REPUBLIKA.CO.ID, Oleh: Muhammad Yuanda Zara | Sejarawan
JAKARTA -- Muhammadiyah sudah lama dikenal sebagai organisasi modernis besar yang mengelola banyak amal usaha di seluruh Indonesia. Amal usaha itu mencakup berbagai lembaga pendidikan, mulai dari taman kanak-kanak hingga perguruan tinggi, serta fasilitas kesehatan seperti klinik dan rumah sakit.
Murid KH Ahmad Dahlan, KH Sudja’, adalah pelopor dalam usaha Muhammadiyah menyediakan akses kesehatan bagi umum. Atas inisiatifnya, klinik dan poliklinik Muhammadiyah, yang diberi nama Penolong Kesengsaraan Oemoem (PKO), dibangun di Kampung Jagang Notoprajan, Yogyakarta pada 15 Februari 1923.
Selama beberapa dekade setelahnya hingga kini, klinik ini tak hanya bertahan, tapi bahkan bertransformasi menjadi lembaga pelayanan kesehatan yang mapan dan berpengaruh.
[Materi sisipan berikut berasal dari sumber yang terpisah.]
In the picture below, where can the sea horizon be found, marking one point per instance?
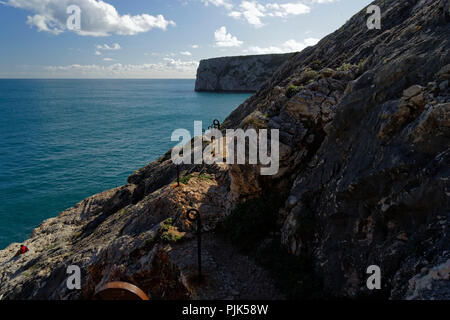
(64, 141)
Dari klinik dan poliklinik inilah kemudian muncul apa yang sekarang dikenal sebagai RS PKU Muhammadiyah. Sebuah data survei dari tahun 2005 menyebut ada kurang lebih 345 amal usaha Muhammadiyah yang mengurusi soal kesehatan di seantero Indonesia.
Sebagaimana dikemukakan di atas, klinik dan poliklinik Muhammadiyah lahir pada tahun 1923, yang secara periodisasi sejarah masuk ke masa Hindia Belanda. Klinik dan poliklinik Muhammadiyah memiliki peranan dalam menyediakan fasilitas kesehatan bagi kaum dhuafa dan publik yang membutuhkan.
Gerakan semacam ini tak hanya menarik pasien dari kalangan pribumi, tapi juga menarik minat orang-orang Belanda di Jawa. Ini tidaklah mengherankan. Kala itu, hanya tiga pihak yang sanggup mengusahakan pelayanan kesehatan dalam bentuk modern: pemerintah kolonial, kalangan Katolik, dan kalangan Protestan. Kaum Muslim umumnya masih mengandalkan pengobatan secara tradisional, khususnya dengan pergi ke dukun.